Market Reality Check: Rita Bonnel Illig, VP at L.A.-based manufacturing consultant Gary Caplan Inc., says tweens and teens will likely find the colorful graphic elements of each property appealing, and believes both should achieve niche success as accessory and apparel lines. ‘There are of plenty specialty stores that cater to the tween and teen markets, like Mervyns and Limited II, which are always on the lookout for new and creative properties,’ says Illig.
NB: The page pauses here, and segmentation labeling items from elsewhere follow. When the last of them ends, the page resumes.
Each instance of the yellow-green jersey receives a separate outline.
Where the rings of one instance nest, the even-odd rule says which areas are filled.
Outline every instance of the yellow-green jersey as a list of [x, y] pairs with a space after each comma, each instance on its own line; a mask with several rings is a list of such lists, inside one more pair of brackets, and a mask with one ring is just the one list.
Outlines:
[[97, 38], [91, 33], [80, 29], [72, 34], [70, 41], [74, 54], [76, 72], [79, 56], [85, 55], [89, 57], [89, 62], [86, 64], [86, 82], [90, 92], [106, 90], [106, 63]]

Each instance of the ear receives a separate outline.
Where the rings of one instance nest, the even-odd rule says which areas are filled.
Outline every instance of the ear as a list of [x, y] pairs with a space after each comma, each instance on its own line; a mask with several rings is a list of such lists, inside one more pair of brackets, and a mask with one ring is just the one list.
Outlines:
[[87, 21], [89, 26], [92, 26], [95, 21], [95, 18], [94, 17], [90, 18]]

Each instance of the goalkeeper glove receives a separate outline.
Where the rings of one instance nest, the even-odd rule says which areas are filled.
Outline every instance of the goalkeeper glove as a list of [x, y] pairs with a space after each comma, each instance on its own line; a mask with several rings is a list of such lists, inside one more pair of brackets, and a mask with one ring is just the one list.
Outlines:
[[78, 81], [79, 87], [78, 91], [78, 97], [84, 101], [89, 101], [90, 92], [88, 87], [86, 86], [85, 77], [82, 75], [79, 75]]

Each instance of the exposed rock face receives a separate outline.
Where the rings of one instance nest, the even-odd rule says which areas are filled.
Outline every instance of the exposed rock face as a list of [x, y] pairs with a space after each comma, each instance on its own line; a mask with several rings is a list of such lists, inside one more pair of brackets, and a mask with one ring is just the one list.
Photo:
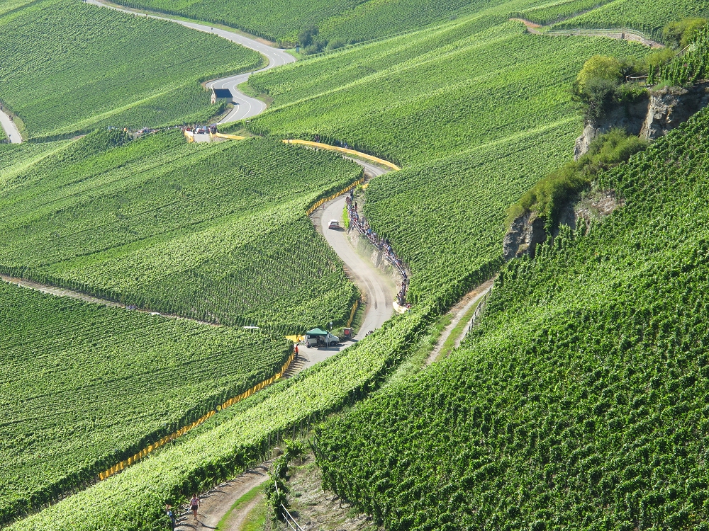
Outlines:
[[691, 88], [664, 88], [651, 93], [647, 115], [640, 137], [654, 140], [663, 137], [709, 105], [708, 84]]
[[544, 218], [539, 217], [535, 212], [523, 214], [515, 219], [503, 242], [505, 260], [512, 260], [523, 254], [534, 258], [537, 245], [547, 240], [544, 225]]
[[648, 99], [641, 98], [632, 105], [620, 107], [598, 123], [586, 122], [584, 134], [576, 139], [574, 159], [579, 160], [588, 152], [591, 143], [596, 137], [605, 135], [611, 129], [623, 129], [628, 135], [637, 136], [642, 130], [647, 115]]
[[[588, 227], [592, 222], [602, 221], [613, 214], [617, 208], [625, 204], [613, 190], [591, 190], [574, 198], [562, 205], [559, 214], [559, 224], [577, 229], [579, 222]], [[506, 261], [528, 254], [535, 257], [537, 246], [547, 241], [545, 228], [546, 220], [536, 212], [527, 212], [514, 220], [505, 235], [503, 253]], [[552, 238], [559, 234], [557, 227], [552, 232]]]

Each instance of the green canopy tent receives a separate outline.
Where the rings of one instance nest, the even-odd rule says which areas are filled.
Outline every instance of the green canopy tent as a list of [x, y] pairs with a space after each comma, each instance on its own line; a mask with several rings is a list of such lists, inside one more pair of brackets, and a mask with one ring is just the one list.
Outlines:
[[320, 330], [320, 329], [313, 329], [312, 330], [308, 330], [306, 332], [306, 336], [325, 336], [328, 335], [328, 333], [324, 330]]

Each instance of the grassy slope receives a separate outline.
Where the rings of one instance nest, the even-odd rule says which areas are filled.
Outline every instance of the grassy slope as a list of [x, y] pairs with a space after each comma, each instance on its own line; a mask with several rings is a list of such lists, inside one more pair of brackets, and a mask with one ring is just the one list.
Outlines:
[[324, 430], [341, 494], [391, 530], [707, 529], [708, 124], [603, 176], [626, 206], [510, 263], [453, 359]]
[[252, 78], [274, 98], [255, 130], [318, 134], [404, 165], [372, 181], [365, 213], [411, 266], [414, 300], [452, 302], [498, 263], [507, 206], [571, 152], [574, 76], [594, 54], [641, 52], [489, 24], [457, 21]]
[[4, 183], [0, 270], [282, 333], [349, 316], [356, 289], [304, 210], [358, 166], [262, 139], [116, 138], [89, 135]]
[[0, 522], [276, 372], [284, 339], [0, 282]]
[[214, 35], [70, 0], [0, 11], [0, 100], [29, 137], [207, 120], [217, 106], [199, 81], [261, 60]]
[[[9, 526], [8, 531], [145, 531], [167, 525], [166, 500], [184, 501], [259, 459], [278, 433], [322, 418], [376, 387], [406, 353], [427, 309], [401, 316], [372, 336], [298, 376], [211, 417], [177, 443]], [[174, 503], [173, 505], [175, 505]]]
[[656, 38], [672, 21], [688, 16], [709, 16], [706, 0], [614, 0], [579, 16], [569, 18], [555, 28], [632, 28]]
[[[308, 25], [320, 29], [320, 38], [361, 42], [497, 6], [514, 11], [542, 3], [540, 0], [121, 0], [121, 4], [223, 23], [271, 40], [294, 42]], [[518, 5], [519, 4], [519, 5]], [[503, 13], [504, 11], [504, 13]]]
That suits Meera Santoro fine, who says she wants to nurture the cool cachet of Flux and Atom for as long as possible by limiting distribution of merch for both properties to upstairs accounts initially. ‘Obviously, we don’t want something like Flux or Atomic Babes in Wal-Mart right away because it wouldn’t seem hip to teens,’ says Santoro.
Though he believes the high number of Flux Deluxe characters increases the potential collectibility factor of the property, Mike Carlisle, president of Toronto-based Telegenic Licensing, says Santoro might have better success skewing the licensing programs for both properties-but in particular, Atomic Girls-to a younger demo. ‘Today’s teenage girls aren’t interested in supporting licensed entertainment merchandise,’ says Carlisle. ‘They’re more focused on fashion brands. It’s like when the Spice Girls were hot-you didn’t see 17-year-old girls wearing Spice Girl T-shirts. It was the eight-, nine- and 10-year-olds who were driving that craze.’